Wat doe je nou telkens op die begraafplaatsen? Dat is een vraag die me via de socials en in real life vaak wordt gesteld. Antwoord: zoek er maar niet zoveel achter. Voor een van mijn opdrachtgevers verzorg ik samen met collega’s maandelijks een rubriek in een vakblad ‘dat erover gaat’.

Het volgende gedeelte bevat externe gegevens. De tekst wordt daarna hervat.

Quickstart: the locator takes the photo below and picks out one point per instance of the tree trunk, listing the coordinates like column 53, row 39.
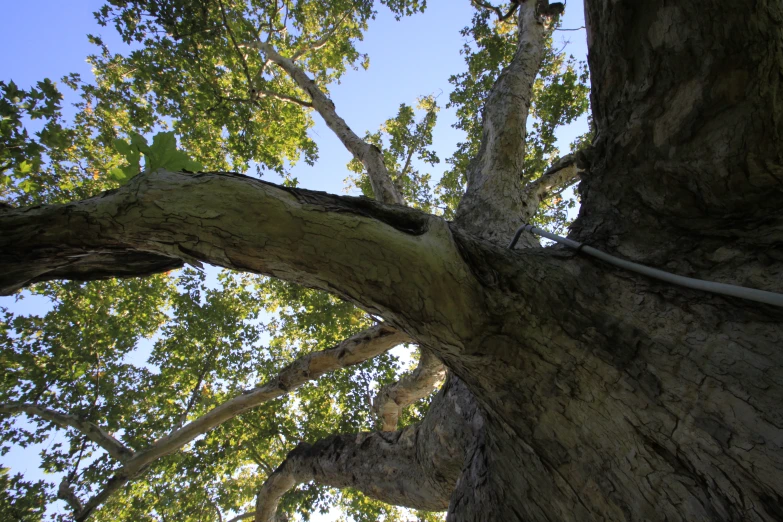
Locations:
column 643, row 401
column 603, row 395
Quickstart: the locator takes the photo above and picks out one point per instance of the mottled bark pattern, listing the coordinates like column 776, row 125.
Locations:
column 601, row 395
column 492, row 205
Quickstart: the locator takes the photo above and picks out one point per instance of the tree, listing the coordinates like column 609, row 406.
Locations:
column 576, row 391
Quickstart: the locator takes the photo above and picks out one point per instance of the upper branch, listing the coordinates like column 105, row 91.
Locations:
column 356, row 349
column 501, row 17
column 493, row 201
column 562, row 173
column 93, row 432
column 353, row 247
column 416, row 467
column 369, row 155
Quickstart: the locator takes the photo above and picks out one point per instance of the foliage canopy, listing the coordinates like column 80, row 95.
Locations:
column 141, row 357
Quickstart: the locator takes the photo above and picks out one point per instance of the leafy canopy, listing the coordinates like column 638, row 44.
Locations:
column 140, row 357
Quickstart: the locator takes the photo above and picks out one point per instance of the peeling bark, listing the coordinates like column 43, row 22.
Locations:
column 601, row 395
column 391, row 399
column 415, row 467
column 368, row 154
column 93, row 432
column 687, row 170
column 492, row 204
column 356, row 349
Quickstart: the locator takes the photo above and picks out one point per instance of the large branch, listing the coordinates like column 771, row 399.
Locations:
column 92, row 431
column 353, row 247
column 422, row 381
column 562, row 173
column 416, row 467
column 492, row 204
column 356, row 349
column 368, row 154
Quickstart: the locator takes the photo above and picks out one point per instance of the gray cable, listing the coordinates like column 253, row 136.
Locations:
column 752, row 294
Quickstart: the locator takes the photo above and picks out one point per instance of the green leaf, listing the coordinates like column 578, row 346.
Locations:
column 163, row 154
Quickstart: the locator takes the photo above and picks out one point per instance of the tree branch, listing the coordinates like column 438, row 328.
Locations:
column 422, row 381
column 563, row 172
column 501, row 17
column 387, row 466
column 282, row 97
column 93, row 432
column 355, row 248
column 493, row 198
column 369, row 155
column 356, row 349
column 66, row 493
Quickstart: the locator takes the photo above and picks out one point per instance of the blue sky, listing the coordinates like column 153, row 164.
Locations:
column 408, row 59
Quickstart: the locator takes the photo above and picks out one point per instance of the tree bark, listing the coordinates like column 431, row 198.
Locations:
column 416, row 467
column 687, row 167
column 602, row 395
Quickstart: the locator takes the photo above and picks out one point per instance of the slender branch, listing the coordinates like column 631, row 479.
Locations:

Nu en dan krijg ik een hint van leden van een vereniging voor funerair erfgoed, andere deskundigen of een van de vele vrijwilligers die historische begraafplaatsen runnen. Ik bezoek dan het kerkhof, soms met een fotograaf, maar meestal alleen, geef een eerste indruk, lees me verder in en ik interview een betrokkene. Soms is een begraafplaats om andere dan historische redenen bijzonder. Er bestaan dodenakkers op een chemische fabriek, in sloppenwijken of in een moeras.
Ooit bezocht ik een begraafplaats die technisch gezien op een groot vliegveld lag, in Griekenland belandde ik in knekelhuisjes van verschillend formaat (met een al even verschillende inhoud) en dichter bij huis was ik in een fraai paviljoentje dat was gebouwd om schijndoden te herbergen. Samen met mijn echtgenoot liepen wij over een begraafplaatsje nabij het Japanse Hiroshima waar de urnen met as van een groot deel van de familie van zijn moederskant lag begraven (zie foto).
We leven en dus gaan we dood. Wat er daarna gebeurt weet niemand, maar met de stoffelijke resten van wie we ooit waren gaan we maar op een paar manieren om. Enkele uitzonderingen daargelaten: verbranden, de zee in of de grond in. Het hoe en waarom van het laatste geval – en bijvoorbeeld voor wat voor merkteken wordt gekozen (van bordje tot grafkapel) – is interessant genoeg voor een maandelijks onderzoek. En oh ja: voor tips weet je me te vinden.